A few days later, Riddle found me at the guards' table eating breakfast. He slid onto the bench opposite me. “Nettle has given me a letter to deliver to her mother and brothers. She said to take it whenever I made my next journey for you.” He reached across the table and took a hunk of bread from my plate. He bit into it and asked with his mouth full, “Will that be soon?”
I thought about it. “Tomorrow morning,” I suggested.
He nodded. “I thought it might be about then.”
I rode Myblack down to the market in Buckkeep Town, chaffering with her all the way. She had had half a year with a stable boy whose idea of exercising her was to take her out and let her run as much as she wanted and then bring her back. She was willful and rude, tugging at her bit and ignoring the rein. I was ashamed of myself for neglecting her. I visited the winter market and rode home with sugared ginger and two arm lengths of red lace. I put them in a basket with a purloined bottle of dandelion wine. I sat all night with a piece of good paper in front of me and managed to find three sentences. “I remember you in red skirts. You climbed up the beach cliffs in front of me, and I saw your bare, sandy ankles. I thought my heart would leap out of my chest.” I wondered if she would even remember that long-ago picnic when I had not even dared to kiss her. I sealed the note with a blotch of wax. Four times I unsealed it, trying to think of better words. Eventually, I entrusted it to Riddle as it was, and walked about for the next four days wishing I hadn't.

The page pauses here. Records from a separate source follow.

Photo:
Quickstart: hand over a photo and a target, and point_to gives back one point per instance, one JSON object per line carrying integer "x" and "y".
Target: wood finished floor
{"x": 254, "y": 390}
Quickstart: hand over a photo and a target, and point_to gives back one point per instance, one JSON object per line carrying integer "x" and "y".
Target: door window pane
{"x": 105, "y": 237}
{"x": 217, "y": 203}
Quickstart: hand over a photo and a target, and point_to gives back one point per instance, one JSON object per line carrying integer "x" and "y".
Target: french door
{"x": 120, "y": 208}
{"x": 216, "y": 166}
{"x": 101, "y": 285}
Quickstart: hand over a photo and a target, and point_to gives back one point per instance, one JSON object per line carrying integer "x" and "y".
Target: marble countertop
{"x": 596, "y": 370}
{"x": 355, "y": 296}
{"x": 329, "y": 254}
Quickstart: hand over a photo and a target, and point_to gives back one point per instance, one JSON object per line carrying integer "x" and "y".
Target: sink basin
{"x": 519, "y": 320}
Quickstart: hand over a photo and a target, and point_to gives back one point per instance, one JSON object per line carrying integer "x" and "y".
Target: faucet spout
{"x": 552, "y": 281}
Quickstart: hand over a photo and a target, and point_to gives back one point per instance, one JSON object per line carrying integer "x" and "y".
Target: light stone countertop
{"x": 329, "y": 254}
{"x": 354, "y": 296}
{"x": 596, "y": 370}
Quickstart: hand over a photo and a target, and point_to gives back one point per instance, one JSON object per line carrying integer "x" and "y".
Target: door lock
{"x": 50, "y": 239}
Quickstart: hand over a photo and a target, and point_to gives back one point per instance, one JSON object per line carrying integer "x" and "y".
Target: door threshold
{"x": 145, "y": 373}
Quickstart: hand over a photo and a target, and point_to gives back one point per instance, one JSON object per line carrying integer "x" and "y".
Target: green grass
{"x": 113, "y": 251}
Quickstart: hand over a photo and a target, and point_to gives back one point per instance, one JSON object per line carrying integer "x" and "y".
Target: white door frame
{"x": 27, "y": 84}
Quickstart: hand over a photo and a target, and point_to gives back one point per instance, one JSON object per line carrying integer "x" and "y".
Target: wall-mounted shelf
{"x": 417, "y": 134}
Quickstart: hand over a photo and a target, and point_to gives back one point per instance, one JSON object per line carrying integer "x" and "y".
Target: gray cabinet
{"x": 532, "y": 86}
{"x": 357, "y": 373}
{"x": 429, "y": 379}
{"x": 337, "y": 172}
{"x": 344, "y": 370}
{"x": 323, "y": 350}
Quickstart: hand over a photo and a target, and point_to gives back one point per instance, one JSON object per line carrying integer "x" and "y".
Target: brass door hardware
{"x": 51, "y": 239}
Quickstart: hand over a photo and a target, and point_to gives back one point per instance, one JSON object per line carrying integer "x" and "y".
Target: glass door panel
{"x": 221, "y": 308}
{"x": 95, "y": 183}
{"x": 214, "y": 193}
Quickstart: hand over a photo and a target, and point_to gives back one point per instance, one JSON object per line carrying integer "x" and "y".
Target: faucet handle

On the fourth night, I worked the lever that opened the door in Nettle's bedchamber. I did not go in and summon her, as Chade had me. Instead, I went halfway down those steep steps and left a candle burning there. Then I went back up and waited.
The wait seemed to last forever. I do not know which wakened her at last, the light or the draft, but I finally heard her hesitant tread on the stair. I had built up the fire well in the comfortable end of the room.
She peered round the corner of the concealed door, saw me, but still came in cautious as a cat. She walked slowly past the worktable with the stained scrolls stretched out on it, and more slowly past the work hearth with its racks of tongs and measures and stained pans. She came at last to the chairs by the fireside. She had on a nightgown and a woven shawl across her shoulders. She was shivering.
“Sit down,” I invited her, and she did, slowly. “This is where I work,” I told her. The kettle was just on the boil and I asked her, “Would you like a cup of tea?”
“In the middle of the night?”
“I do a lot of my work in the middle of the night.”
“Most people sleep then.”
“I am not like most people.”
“That's so.” She stood up and studied the items on the mantel above the hearth. There was a carving of the wolf that the Fool had done, and next to it, the memory stone with a similar image turned face out. She touched the handle of the fruit knife embedded there and gave me a puzzled glance. Then she reached up and set her hand to the hilt of Chivalry's sword.
“You can take it down if you like. It was your grandfather's. Be careful. It's heavy.”
She took her hand away. “Tell me about him.”
“I can't.”
“Is it another secret, then?”
“No. I can't tell you because I never knew him. He gave me to Burrich when I was five or six. I never saw him, that I can recall. I believe he looked in on me with the Skill from time to time, through Verity's eyes. But I knew nothing of that, then.”
“It sounds like you and me,” she said slowly.
“Yes, it does,” I admitted. “Except that I have a chance to know you now. If we are both bold enough to take it.”
“I'm here,” she pointed out, settling deeper into the chair. And then she fell silent and I could not think of anything to say. Then she pointed at the Fool's carving. “Is that your wolf? Nighteyes?”